Remember that cool and calm R from a few posts ago? She has left the building and little miss frustrated has replaced her. I am seriously quite stressed at the moment and the additional estrogen pumping throughout my body is not helping the situation. I feel like crying or screaming or both. I am just plain fed up.
I have been replaying my conversation with NN in my head all day. I really just don't get what a regroup will do. Back in May, I had a 45 minute conversation with the dr about my thin lining and his take on the situation. He told me in plain English that he thinks this is the best I am going to get and to transfer and hope for the best. He and the head sonographer explained that there are two components to a lining the thickness and the pattern. Ideally, you want to have it above 8 and a triple stripe, but they both believe that the pattern is more important the thickness. Ok, I have the pattern, score one for R. I am not looking for a miracle in regards to my lining, I am realistic and I am happy with my 6.6. I have emailed NN to get her take on the situation....again.
Here is what I wrote her:
Would it be possible to show Dr Schoolcraft my latest results on Monday when he is back to get his thoughts on if I can transfer or not? It is not that I don't want to regroup with him, or don't trust your judgement, it is just that I had a long conversation with him in May about my lining and the pros and cons of transferring with a 6.5 and he (and I) was confident that that was the best I was going to get so I am not sure what is different this time around.

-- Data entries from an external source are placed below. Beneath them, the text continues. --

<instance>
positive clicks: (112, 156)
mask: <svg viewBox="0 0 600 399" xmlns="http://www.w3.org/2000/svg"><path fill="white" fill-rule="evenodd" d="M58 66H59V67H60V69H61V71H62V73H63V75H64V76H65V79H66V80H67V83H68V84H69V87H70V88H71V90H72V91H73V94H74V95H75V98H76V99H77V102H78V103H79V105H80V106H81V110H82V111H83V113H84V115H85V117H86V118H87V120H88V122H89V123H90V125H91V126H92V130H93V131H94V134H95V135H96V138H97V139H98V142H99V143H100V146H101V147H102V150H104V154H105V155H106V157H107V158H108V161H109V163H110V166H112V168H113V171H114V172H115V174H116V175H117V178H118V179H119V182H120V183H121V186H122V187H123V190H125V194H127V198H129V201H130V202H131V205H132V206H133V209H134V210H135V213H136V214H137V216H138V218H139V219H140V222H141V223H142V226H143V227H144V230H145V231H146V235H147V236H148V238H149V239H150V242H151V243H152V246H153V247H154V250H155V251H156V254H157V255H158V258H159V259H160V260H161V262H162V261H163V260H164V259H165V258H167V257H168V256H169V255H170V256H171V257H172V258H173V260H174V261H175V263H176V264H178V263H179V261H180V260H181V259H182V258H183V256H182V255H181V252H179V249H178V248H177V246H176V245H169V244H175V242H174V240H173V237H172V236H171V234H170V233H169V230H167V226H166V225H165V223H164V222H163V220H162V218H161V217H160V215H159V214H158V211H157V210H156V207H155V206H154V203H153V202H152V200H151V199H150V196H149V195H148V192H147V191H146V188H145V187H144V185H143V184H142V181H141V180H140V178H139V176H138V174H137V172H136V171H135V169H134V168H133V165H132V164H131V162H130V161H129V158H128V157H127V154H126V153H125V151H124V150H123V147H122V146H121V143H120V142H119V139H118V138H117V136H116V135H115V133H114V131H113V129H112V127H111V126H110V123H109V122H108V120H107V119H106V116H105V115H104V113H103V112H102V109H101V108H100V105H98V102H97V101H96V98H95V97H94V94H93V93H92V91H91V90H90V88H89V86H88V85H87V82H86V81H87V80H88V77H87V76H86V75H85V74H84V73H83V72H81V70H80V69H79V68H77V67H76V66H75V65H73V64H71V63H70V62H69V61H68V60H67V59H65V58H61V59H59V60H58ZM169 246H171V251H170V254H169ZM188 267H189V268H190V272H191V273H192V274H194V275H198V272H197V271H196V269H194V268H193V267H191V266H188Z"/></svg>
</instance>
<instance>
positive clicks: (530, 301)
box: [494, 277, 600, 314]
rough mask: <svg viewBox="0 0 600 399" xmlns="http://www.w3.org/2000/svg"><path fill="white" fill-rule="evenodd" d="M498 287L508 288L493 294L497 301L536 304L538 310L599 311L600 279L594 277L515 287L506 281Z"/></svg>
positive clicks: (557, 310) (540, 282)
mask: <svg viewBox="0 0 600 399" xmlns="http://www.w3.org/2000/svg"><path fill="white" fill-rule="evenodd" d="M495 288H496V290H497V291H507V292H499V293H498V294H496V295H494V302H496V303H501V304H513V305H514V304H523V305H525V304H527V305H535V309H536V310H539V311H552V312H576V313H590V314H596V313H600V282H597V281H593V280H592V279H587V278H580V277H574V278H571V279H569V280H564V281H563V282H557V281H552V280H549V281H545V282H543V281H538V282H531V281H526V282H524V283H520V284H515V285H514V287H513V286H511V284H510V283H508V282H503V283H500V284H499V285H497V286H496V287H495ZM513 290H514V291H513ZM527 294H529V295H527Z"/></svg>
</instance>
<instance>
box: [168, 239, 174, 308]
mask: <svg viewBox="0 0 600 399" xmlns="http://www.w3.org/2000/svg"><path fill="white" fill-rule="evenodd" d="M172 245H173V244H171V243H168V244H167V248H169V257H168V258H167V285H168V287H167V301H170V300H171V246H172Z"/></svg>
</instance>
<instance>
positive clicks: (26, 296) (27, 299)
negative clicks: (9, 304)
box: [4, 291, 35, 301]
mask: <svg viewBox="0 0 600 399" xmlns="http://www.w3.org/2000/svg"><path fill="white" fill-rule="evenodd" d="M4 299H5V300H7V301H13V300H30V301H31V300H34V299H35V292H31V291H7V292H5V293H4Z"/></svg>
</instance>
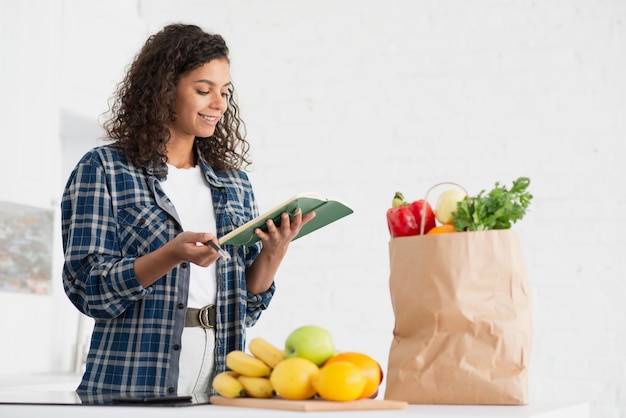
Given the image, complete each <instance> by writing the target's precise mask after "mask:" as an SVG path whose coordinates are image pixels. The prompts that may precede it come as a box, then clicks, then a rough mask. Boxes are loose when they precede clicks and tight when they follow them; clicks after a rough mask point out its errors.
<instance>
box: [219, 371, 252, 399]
mask: <svg viewBox="0 0 626 418" xmlns="http://www.w3.org/2000/svg"><path fill="white" fill-rule="evenodd" d="M213 389H215V391H216V392H217V393H218V394H219V395H221V396H223V397H225V398H239V397H241V396H244V395H245V394H246V391H245V389H244V387H243V384H242V383H241V382H240V381H239V379H237V376H236V375H234V374H233V372H232V371H227V372H221V373H218V374H217V375H216V376H215V377H214V378H213Z"/></svg>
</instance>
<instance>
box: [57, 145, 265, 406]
mask: <svg viewBox="0 0 626 418" xmlns="http://www.w3.org/2000/svg"><path fill="white" fill-rule="evenodd" d="M198 158H199V162H200V164H201V166H202V170H203V172H204V175H205V177H206V179H207V181H208V183H209V184H210V187H211V192H212V195H213V204H214V207H215V214H216V222H217V235H218V236H223V235H225V234H226V233H228V232H230V231H232V230H233V229H234V228H235V227H237V226H239V225H242V224H244V223H245V222H247V221H249V220H251V219H253V218H254V217H255V216H256V215H257V214H258V209H257V206H256V202H255V199H254V194H253V192H252V186H251V184H250V181H249V179H248V177H247V175H246V174H245V173H244V172H242V171H228V172H216V171H214V170H213V169H212V168H211V167H209V165H208V164H207V163H206V161H204V159H203V158H202V157H201V156H200V155H199V156H198ZM164 170H165V171H164ZM166 170H167V167H166V166H165V165H162V166H161V167H148V168H138V167H136V166H134V165H132V164H130V163H128V162H127V161H126V159H125V158H124V156H123V155H122V154H121V153H120V152H119V150H118V148H117V147H116V146H115V145H106V146H101V147H97V148H94V149H93V150H91V151H89V152H88V153H87V154H85V156H84V157H83V158H82V159H81V160H80V162H79V163H78V164H77V166H76V168H75V169H74V171H73V172H72V174H71V175H70V177H69V180H68V182H67V185H66V188H65V191H64V194H63V199H62V202H61V222H62V224H61V227H62V238H63V250H64V253H65V263H64V265H63V285H64V288H65V292H66V294H67V296H68V297H69V299H70V300H71V302H72V303H73V304H74V305H75V306H76V307H77V308H78V310H80V312H82V313H83V314H85V315H88V316H90V317H92V318H94V320H95V324H94V330H93V334H92V337H91V345H90V348H89V353H88V356H87V366H86V370H85V373H84V376H83V379H82V381H81V383H80V386H79V387H78V391H79V392H148V393H155V394H164V393H173V392H176V391H177V382H178V362H179V356H180V348H181V335H182V332H183V327H184V323H185V313H186V308H187V296H188V292H189V270H190V268H189V264H188V263H187V262H182V263H180V264H179V265H178V266H177V267H176V268H174V269H172V270H171V271H170V272H169V273H167V274H166V275H165V276H163V277H161V278H160V279H158V280H157V281H156V282H154V283H153V284H152V285H151V286H149V287H148V288H146V289H144V288H143V287H142V286H141V285H140V284H139V281H138V280H137V278H136V277H135V273H134V269H133V262H134V261H135V259H136V258H137V257H140V256H142V255H145V254H147V253H149V252H152V251H154V250H156V249H157V248H159V247H161V246H162V245H164V244H165V243H166V242H168V241H170V240H171V239H173V238H174V237H175V236H176V235H177V234H179V233H180V232H182V228H181V225H180V223H179V221H178V216H177V215H176V211H175V209H174V207H173V205H172V204H171V202H170V201H169V199H168V198H167V196H166V195H165V193H164V192H163V189H162V188H161V185H160V183H159V176H163V175H166ZM224 248H225V249H226V250H227V251H229V252H230V254H231V255H232V258H231V260H230V261H228V262H224V261H222V259H218V261H217V277H218V283H217V303H216V305H217V325H216V329H215V335H216V342H215V372H220V371H222V370H225V369H226V365H225V357H226V354H227V353H228V352H230V351H231V350H234V349H243V348H244V346H245V330H246V327H249V326H252V325H254V324H255V323H256V321H257V320H258V318H259V316H260V315H261V312H262V310H264V309H266V308H267V306H268V305H269V302H270V300H271V298H272V296H273V294H274V290H275V288H274V284H272V286H271V288H270V289H269V290H268V291H267V292H265V293H262V294H259V295H253V294H251V293H249V292H247V290H246V274H245V272H246V269H247V268H248V267H250V265H251V264H252V262H253V261H254V259H255V258H256V256H257V255H258V253H259V251H260V249H261V246H260V245H254V246H251V247H243V246H238V247H233V246H225V247H224Z"/></svg>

Also, I have started teaching at a new school this year and I need to inform them of my absence by Tuesday as we are closed for the rest of the week and then I would be leaving. As well, my sister in law is getting married and I have a commitment that I need to be home for and the flights are filling up as it is a long weekend in Canada. So as you can see, I have a lot of things on my mind and the high dose of Estrace is not helping my mood these days :).
Of course, I want to do whatever you and the dr feel will be best, but I am happy with my lining and would like to proceed with the transfer as scheduled. I would cancel if I thought that trying a different protocol would yield better results, but I know this to be untrue from my past attempts.
I am happy to keep my regroup appointment for Thursday if you think that there is new information that I need to consider, but again, I am happy with my 6.6 (and hopefully a bit higher by Friday when I would start the Endometrium).
Please let me know what you think about this plan.
I am just so fucking sick of all this waiting around and regrouping. I just need to get this transfer over with so I can move on one way or another. (Hopefully pregnant, but if not I will start actively looking for a GC.)
Thanks for listening to my vent. I will try and get back to my happy place once this issue is resolved.